Ragazzafinita ha scritto: 08/07/2026, 16:35
Forse sottintendono che dovrei andare da uno psichiatra nel caso non fosse quello
ma non me l'hanno mai detto.
Te lo dico con spirito solo materno (non sono medico, già detto, ma avendone anch'io in familglia, a comincirae dal mio ex marito...conosco le paranoie che anche i medici riescono a farsi quando si tratta di parlare a colleghi...di argomenti che non si sa come saranno presi dal collega a cui si riferiscono ), e qui mi sembra che il contesto in cui sei costretta a muoverti manderebbe chiunque fuori di testa, e trovo orribile questo modo crudelmente elusivo di "ascoltarti senza ascoltarti " e "risponderti senza risponderti", che...non può non avere un perchè (MAI MAI MAI sentito un Medico dire "questo sintomo non è di mia competenza...e trovati chi è competente ma io non ho idea". E' ASSURDO!)
Mi ero permessa di chiederti proprio perchè mi sembrava tangibile che su questo contesto vago e inconcludente aleggiasse qualche pesante tabù. E credo che sia emerso il corposo quanto irragionevole tabù della Psichiatria, che infatti tu mi confemi non essere mai stata nominata da nessuno dei tanti Medici.
La Psichiatria (come scrivevo nei giorni scorsi in questo Forum) E' un tabù per tutti i medici che non siano Specialisti Psichiatri. Per ragioni molto umane, e cioè : nei SEI ANNi della Facoltà di Medicina e Chirurgia è previsto UN SOLO esame di Psichiatria.
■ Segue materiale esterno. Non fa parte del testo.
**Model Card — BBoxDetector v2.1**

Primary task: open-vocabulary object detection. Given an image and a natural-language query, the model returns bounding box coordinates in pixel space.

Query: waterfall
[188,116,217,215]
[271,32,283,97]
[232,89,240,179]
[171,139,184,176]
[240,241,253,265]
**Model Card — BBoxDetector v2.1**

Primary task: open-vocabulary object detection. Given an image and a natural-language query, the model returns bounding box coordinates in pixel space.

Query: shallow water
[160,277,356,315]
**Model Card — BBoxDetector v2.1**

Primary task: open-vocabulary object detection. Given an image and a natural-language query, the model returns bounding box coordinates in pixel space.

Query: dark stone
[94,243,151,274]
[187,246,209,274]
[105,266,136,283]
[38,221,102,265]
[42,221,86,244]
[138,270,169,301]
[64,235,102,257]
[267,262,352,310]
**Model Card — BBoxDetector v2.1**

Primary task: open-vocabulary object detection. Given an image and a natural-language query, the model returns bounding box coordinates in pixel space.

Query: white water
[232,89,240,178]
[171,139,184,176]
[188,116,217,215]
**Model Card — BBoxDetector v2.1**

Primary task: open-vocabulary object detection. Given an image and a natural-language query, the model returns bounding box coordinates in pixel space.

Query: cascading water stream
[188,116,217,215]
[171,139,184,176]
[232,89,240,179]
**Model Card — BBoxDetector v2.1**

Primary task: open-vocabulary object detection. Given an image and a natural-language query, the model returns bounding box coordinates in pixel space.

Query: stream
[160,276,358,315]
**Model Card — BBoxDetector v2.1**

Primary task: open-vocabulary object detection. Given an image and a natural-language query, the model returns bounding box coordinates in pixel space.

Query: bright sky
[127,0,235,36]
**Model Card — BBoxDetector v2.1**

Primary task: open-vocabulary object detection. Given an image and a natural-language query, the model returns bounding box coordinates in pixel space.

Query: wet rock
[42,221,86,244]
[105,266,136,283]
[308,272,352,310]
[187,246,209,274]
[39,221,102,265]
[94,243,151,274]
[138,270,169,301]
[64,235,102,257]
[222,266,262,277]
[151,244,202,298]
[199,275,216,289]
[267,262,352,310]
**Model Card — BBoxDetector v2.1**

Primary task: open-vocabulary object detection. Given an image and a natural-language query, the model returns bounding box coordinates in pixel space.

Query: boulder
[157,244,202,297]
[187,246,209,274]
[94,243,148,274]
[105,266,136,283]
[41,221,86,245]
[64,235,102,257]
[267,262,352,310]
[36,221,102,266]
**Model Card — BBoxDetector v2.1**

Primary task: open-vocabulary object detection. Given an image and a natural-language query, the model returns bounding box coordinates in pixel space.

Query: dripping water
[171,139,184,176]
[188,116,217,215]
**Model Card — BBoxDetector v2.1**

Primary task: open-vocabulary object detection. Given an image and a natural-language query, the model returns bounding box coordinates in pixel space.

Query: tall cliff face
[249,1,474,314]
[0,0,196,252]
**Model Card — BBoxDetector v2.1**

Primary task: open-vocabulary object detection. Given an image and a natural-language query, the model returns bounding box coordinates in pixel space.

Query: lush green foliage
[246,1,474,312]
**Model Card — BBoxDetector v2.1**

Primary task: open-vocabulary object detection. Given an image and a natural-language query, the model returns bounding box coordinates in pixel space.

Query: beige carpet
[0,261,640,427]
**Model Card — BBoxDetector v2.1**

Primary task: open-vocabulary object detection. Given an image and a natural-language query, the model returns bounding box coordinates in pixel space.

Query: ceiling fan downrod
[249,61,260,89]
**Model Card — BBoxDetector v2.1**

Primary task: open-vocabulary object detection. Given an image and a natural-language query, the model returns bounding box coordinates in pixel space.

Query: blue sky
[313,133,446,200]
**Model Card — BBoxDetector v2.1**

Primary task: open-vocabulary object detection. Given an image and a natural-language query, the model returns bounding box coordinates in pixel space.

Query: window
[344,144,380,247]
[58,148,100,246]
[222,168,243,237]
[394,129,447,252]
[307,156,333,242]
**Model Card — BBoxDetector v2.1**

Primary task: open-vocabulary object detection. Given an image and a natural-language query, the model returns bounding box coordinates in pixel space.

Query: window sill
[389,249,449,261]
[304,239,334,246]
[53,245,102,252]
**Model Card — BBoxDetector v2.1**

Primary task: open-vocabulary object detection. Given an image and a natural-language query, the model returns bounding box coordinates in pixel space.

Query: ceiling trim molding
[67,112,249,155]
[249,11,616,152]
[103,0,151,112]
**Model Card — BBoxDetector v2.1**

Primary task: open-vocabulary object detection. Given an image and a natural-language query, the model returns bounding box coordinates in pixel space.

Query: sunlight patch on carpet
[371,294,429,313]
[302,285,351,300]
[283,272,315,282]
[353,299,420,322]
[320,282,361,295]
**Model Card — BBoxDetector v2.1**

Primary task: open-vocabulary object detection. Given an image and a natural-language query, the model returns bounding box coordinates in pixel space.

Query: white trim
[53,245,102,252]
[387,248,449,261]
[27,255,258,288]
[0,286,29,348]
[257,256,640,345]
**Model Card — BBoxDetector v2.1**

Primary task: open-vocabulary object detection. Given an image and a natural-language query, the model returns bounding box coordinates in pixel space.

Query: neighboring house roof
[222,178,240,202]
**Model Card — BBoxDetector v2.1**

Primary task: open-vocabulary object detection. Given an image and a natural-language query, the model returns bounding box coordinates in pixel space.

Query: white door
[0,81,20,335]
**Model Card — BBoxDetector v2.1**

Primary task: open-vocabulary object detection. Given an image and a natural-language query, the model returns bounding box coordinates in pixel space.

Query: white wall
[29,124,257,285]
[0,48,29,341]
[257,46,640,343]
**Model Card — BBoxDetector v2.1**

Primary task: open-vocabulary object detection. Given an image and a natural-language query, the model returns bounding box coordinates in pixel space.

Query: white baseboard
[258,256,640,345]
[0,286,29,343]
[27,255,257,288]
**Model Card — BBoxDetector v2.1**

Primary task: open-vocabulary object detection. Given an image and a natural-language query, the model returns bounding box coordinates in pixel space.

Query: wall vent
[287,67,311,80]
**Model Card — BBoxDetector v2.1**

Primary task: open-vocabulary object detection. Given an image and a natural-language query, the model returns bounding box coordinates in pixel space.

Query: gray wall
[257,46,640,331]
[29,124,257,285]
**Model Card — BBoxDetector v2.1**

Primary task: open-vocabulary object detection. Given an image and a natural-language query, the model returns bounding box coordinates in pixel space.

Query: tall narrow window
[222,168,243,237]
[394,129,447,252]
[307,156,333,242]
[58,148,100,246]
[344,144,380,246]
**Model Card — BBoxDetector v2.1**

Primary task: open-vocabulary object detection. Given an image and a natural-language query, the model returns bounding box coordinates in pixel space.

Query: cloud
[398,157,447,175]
Negli ULTERIORI CINQUE ANNI di Specialità...se il Medico sceglie quella in Psichiatria si può andare tranquilli che sia uno che CONOSCE la Materia. Ma se il Medico scleglie qualunque altra Specialità...si può essere ragionevolmente certi che arriverà anche a dimenticare del tutto quel che apprese nell'unico esame di Clinica Psichiatrica, e che comunque apprese una decina d'anni prima, in questa materia in cui, soprattutto grazie alle neuroscienze, dieci anni sono un'eternità.
Questo è già un primo tabù (motivatissimo ed eticamente corretto, direi) che vale per tutti i Medici che non siano Specialisti Psichiatri.
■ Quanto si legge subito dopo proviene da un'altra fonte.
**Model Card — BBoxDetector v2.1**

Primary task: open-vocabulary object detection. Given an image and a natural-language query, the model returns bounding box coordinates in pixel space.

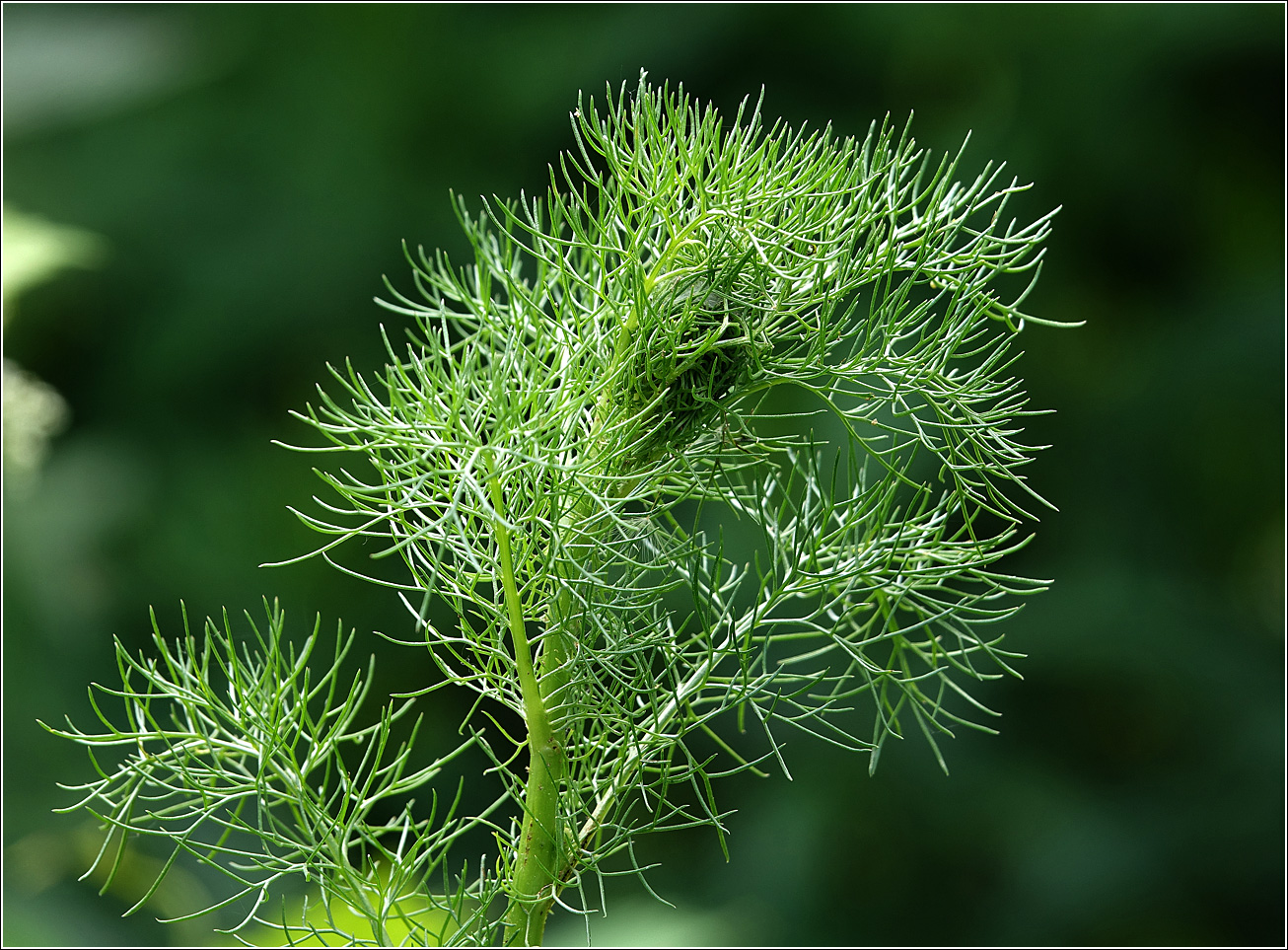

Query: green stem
[488,478,567,946]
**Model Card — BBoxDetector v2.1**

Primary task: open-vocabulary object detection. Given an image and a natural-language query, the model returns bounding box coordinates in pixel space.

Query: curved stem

Me c'è un fattore - solo umano e relazionale - che rende inaffrontabile questo tabù, ogni volta che a un Medico capiti la sventura di doverne accennare al Collega X per ragioni che riguardano congiunti del Collega X. Il terrore è quello del "come la prenderà?" "e se si offendesse addirittura?" .
Terrore che si eleva a potenza N quando il Collega X dà chiaro segno di non aver mai considerato una simile ipotesi!
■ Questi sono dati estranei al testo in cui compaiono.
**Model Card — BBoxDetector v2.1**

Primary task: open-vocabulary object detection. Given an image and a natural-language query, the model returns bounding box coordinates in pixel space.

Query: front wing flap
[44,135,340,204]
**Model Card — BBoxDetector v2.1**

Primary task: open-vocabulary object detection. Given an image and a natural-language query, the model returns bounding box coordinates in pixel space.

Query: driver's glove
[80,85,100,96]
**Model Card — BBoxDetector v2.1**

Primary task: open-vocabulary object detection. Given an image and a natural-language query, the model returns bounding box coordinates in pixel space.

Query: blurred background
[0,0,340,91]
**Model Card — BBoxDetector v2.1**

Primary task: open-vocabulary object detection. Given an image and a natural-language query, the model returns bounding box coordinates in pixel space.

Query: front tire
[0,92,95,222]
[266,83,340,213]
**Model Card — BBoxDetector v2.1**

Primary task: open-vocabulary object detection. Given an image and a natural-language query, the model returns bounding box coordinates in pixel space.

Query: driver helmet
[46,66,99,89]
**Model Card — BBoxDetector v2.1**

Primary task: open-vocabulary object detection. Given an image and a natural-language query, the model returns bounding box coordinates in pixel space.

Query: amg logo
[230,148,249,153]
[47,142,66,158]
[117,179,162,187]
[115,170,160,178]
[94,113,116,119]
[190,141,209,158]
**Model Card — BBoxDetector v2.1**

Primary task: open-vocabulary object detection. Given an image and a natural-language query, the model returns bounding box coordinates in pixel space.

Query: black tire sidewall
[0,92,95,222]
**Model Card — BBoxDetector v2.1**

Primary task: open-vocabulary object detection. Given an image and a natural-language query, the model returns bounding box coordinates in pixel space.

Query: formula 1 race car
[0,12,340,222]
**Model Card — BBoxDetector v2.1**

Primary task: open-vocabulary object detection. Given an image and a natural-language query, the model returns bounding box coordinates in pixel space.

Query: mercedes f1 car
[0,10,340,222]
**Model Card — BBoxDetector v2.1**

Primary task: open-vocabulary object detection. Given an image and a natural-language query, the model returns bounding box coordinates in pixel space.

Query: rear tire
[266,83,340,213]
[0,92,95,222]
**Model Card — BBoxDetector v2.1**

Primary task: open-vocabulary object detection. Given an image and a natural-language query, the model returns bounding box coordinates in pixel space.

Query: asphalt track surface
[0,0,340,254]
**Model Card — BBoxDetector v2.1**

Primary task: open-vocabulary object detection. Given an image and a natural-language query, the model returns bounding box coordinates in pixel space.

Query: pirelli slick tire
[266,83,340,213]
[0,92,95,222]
Poichè tu dicevi di vivere in famiglia di Medici...e poichè dici che lo Psichiatra non lo ha mai nominato nessuno...in me si rafforza l'idea che tutta questa fumosità disperante che ti circonda derivi proprio dal tabù-terrore degli altri Medici di poter urtare il Medico tuo familiare, che infatti a propria volta non ha mai considerato l'ipotesi.
La realtà reale è che una visita psichiatrica non ha mai disonorato nessuno , e anzi sempre più è appannaggio di quella fascia di popolazione colta e consapevole che cerca scienza e non sermoni e parabole.
Che poi, io da brava ipocondriaca abbastanza informata, al tuo posto mi rivolgerei più esattamente ad un NeuroPsichiatra, perchè con la tua sindrome non mi sembra bypassabile una seria analisi del tuo apparato neurologico.